The Foundation Building today

The Foundation Building today

The building as it originally looked

The building as it originally looked

The Great Hall

The Great Hall

Peter Cooper

Peter Cooper

By the mid-nineteenth century, Peter Cooper was one the nation's most successful industrialists. Cooper made a fortune after designing and building the country's first steam locomotive, as well as real estate, iron milling, and insurance businesses. Cooper was a proponent of education and in the 1850s, he began to make plans to build a school to educate the city's residents, and he was determined that it would provide a quality, free educaiton.

Construction of the school began in 1853, and in 1858, a full year before the Cooper Union actually opened and accepted students, the Foundation Building was completed. It is the main building on the college's campus and houses the Great Hall. Located in the building's basement, the Great Hall, which is listed on the National Register of Historic Places, features a stage and 855 seats. At the time of the building's construction, it was one of the tallest in Lower Manhattan, and one that reflected the inquisitive mind of its founder. The eight-story Foundation Building was equipped with a cylindrical shaft between floors which allowed goods to be transported via pulleys, an early harbinger of the elevator.

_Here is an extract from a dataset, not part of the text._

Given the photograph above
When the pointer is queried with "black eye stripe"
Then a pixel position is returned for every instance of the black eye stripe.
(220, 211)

Aside from its size (unusual at the time) and its modern amenities, the Foundation Building--the Great Hall, in particular--is also historically significant. In 1860, shortly after Cooper Union opened, Abraham Lincoln, who then aspired to the Republican nomination for President, accepted an invitation to give a speech at Henry Ward Beecher's church in Brooklyn. The event was moved to the Great Hall and it was there that Lincoln, still a relative unknown outside of Illinois, effectively made his national debut. His address at Cooper Union is widely believed to have propelled Lincoln to the nomination and eventually the presidency. In subsequent years, numerous other presidents would speak in the Great Hall, including Ulysses Grant, Theodore Roosevelt, Bill Clinton, and Barack Obama, to name just a few.

In 1909, the hall hosted the first public meeting of the National Association for the Advancement of Colored People (NAACP), which was formed earlier that year. The Cooper Union campus was a fitting location for the organization's first public meeting, given that its founder was a well-known abolitionist who believed the college bearing his name should be open to all races. The Great Hall was also the site of Frederick Douglass's 1863 speech following the Emancipation Proclamation. Cooper himself invited the famed abolitionist to speak shortly after the Proclamation took effect.

Over the years, the Great Hall has hosted a number of acclaimed guests as speakers, including Mark Twain, Susan B. Anthony, and William Lloyd Garrison.